WTI Coiling After OPEC Production Cut Agreement

Matt Weller
By :  ,  Head of Market Research

WTI Coiling After OPEC+ Production Cut Agreement

Mirroring the likely path of a post-COVID-19 economic recovery, traders are gradually filtering back to their desks after a long holiday weekend. With volumes running far lower than usual and many major markets still closed, we’re cautious about reading too much into current prices, but the latest developments in the oil market cannot be ignored.

After a week-long marathon of negotiations, the world’s top oil producers agreed to a deal to cut global oil production by 9.7M bpd, about 10% of total output. The bulk of the promised cuts fittingly fall to Saudi Arabia and Russia, who kicked off the current oversupply issues by failing to reach an agreement back in early March.

When it comes to the oil market though, even these production cuts will not bring supply and demand into balance. The mass disruption from the COVID-19 outbreak has absolutely decimated demand (GasBuddy reported that demand for petrol has fallen by -55% from early February levels), and these cuts, especially relative to the inflation production figures over the last month, will not bring the market back into balance unless we see a dramatic “V-shaped” economic recovery in the coming weeks.

That said, the Saudi Oil Minister recently announced that the Kingdom is prepared to cut production further in June if necessary, so at least oil bulls can take solace in the fact that producers are taking the situation seriously.
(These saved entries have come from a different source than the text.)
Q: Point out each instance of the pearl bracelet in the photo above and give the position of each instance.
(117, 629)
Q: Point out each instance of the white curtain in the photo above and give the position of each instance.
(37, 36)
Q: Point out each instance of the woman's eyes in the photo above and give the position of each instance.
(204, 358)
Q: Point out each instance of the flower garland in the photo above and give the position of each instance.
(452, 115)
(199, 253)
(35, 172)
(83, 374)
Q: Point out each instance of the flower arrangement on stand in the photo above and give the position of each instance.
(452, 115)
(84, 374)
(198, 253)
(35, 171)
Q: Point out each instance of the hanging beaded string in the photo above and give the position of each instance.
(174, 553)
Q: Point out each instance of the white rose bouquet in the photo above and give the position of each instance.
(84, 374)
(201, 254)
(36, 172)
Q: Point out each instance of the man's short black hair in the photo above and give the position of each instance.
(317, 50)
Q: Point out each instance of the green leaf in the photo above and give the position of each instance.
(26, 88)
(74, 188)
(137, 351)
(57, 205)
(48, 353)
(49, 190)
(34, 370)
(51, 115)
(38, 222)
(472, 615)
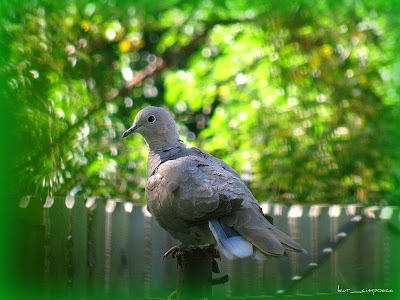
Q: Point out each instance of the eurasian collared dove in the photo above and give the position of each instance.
(198, 198)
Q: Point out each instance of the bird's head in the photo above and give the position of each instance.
(156, 126)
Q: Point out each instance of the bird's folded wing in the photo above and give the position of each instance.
(201, 189)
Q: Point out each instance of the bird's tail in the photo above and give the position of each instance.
(231, 244)
(251, 234)
(268, 239)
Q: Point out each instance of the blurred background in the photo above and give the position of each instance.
(300, 97)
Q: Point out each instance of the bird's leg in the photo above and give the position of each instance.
(174, 250)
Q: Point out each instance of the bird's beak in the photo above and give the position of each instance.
(130, 130)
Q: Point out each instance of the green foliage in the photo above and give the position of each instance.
(302, 99)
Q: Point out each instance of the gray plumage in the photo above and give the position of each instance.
(198, 198)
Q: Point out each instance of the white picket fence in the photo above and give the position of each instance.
(84, 247)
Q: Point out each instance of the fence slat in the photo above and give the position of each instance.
(96, 248)
(79, 235)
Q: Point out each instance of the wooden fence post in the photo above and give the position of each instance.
(194, 276)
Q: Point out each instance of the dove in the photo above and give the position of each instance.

Even US President Trump hinted this morning that additional production cuts could be on the way.

Turning our attention to the hourly chart, prices for West Texas Intermediate crude oil, the American standard blend, are trading smack dab in the middle of the 4-week range between support at 20.00 and resistance up near 28.50:

Source: TradingView, GAIN Capital

As we go to press, WTI is forming a short-term symmetrical triangle pattern. For the uninitiated, or the uninitiated, this pattern is analogous to a person compressing a coiled spring: as the range continues to contract, energy builds up within the spring. When one of the pressure points is eventually removed, the spring will explode in that direction.
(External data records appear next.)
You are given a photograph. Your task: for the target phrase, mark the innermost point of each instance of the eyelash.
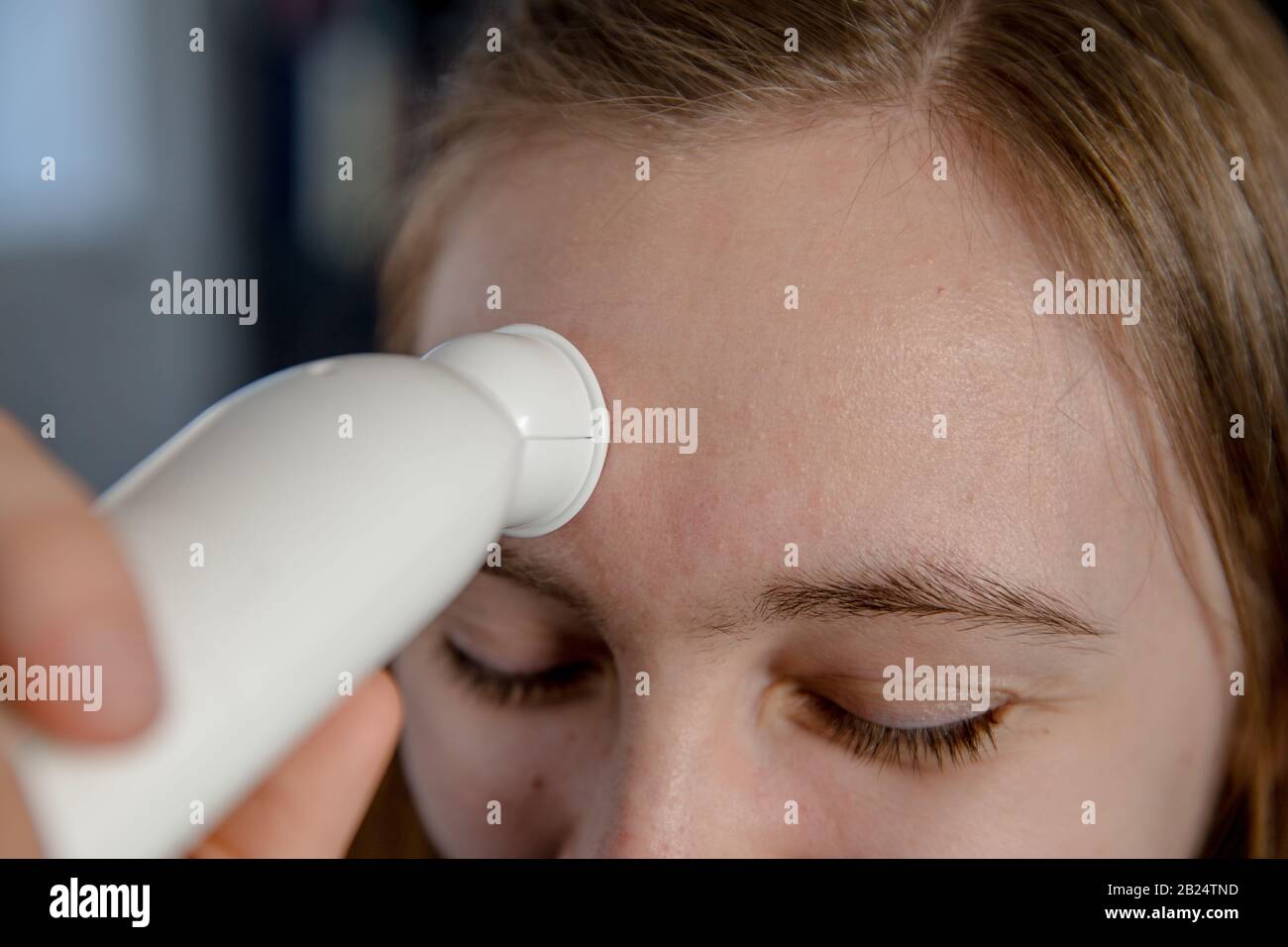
(522, 689)
(961, 741)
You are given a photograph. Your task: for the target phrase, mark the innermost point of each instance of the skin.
(65, 598)
(814, 429)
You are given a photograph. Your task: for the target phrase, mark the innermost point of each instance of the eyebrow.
(923, 587)
(926, 587)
It’s notoriously difficult to predict the direction of the breakout in advance, so short-term traders may want to wait for the breakout and trade in the same direction once its confirmed. For example, a downside breakout could open the door for a drop toward range support in the 20.00-21.00 zone, whereas a bullish break could set the stage for a continuation toward the 27.00 area, where we’ve seen resistance form earlier this month.